What is unfortunate is that the Employment Equality (Age) Regulations 2006 provide a few more oddities to deal with. One such is: how does a piece of legislation protect the interests of both those who are ‘younger’ and those who are ‘older’ at the same time – especially when those who are younger are always getting older and providing a ‘moving target’.
Nowhere perhaps has this been thrown into more stark relief than when considering objective selection criteria for redundancy. Many employers have relied for years on the concept of LIFO (‘last in, first out’) when considering who should go. This has also been popular with unions, as the idea that those who have been there the longest should be saved is not only objective but also has an air of fairness about it.

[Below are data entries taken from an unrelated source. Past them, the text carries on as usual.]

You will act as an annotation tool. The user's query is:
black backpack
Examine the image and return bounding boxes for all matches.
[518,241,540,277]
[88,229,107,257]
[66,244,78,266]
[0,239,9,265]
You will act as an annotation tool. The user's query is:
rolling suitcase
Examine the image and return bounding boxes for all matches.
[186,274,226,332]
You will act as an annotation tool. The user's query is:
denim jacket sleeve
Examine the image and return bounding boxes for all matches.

The problem with the regulations is that they have caused companies to question whether LIFO is in breach of the regulations by favouring those with longer service (who are statistically likely to be older). Unpopular as it is with some employers, this has led some to try and use the regulations to justify a choice of different criteria at the outset and others to try and exclude it from their existing schemes.
But is this retreat from a LIFO-type approach really necessary or appropriate? Well, probably not, according to the Court of Appeal in the recent case of Rolls Royce v Unite [2009] EWCA Civ 387. Here, Rolls Royce had sought to discontinue its practice of awarding points for length of service in its selection process. Unite, the union, was opposed to the change. The union having succeeded at first instance, Rolls Royce appealed.
In deciding to disallow the employer’s appeal (and, accordingly, that awarding points for length of service may be lawful), the Court of Appeal focused both on a justification argument and on the interpretation of regulation 32. This regulation sets out an exception for the provision of certain benefits. Essentially it permits length of service to be used in deciding who receives certain benefits (for example, health insurance) over a period of up to five years’ service, after which the employer would need to show a ‘business need’ to justify taking extra service into account (that is ‘rewarding experience’). As it happened, the court did not need to reach a view on the interpretation of regulation 32, but its provisional view was that the regulation could apply equally to less tangible benefits such as selection criteria.
Of perhaps greater significance though, was the court’s view that while the use of length of service here may be indirectly discriminatory, it could be justified as it was felt that the use of the criteria in this context would be a proportionate means of achieving a legitimate aim, for example rewarding the loyalty of certain workers.
Undoubtedly, the fact that this was not the sole criterion in play but one of several impressed the Court of Appeal and the decision cannot be seen as a licence to go back to a fairly stark LIFO approach of yesteryear. It will therefore be a disappointing decision for those employers who wish to use the regulations to justify an abandonment of a LIFO-type approach in their existing selection process. Sadly, it’s not looking good for those who wish to move towards FIFO (‘fit in or eff off’) either!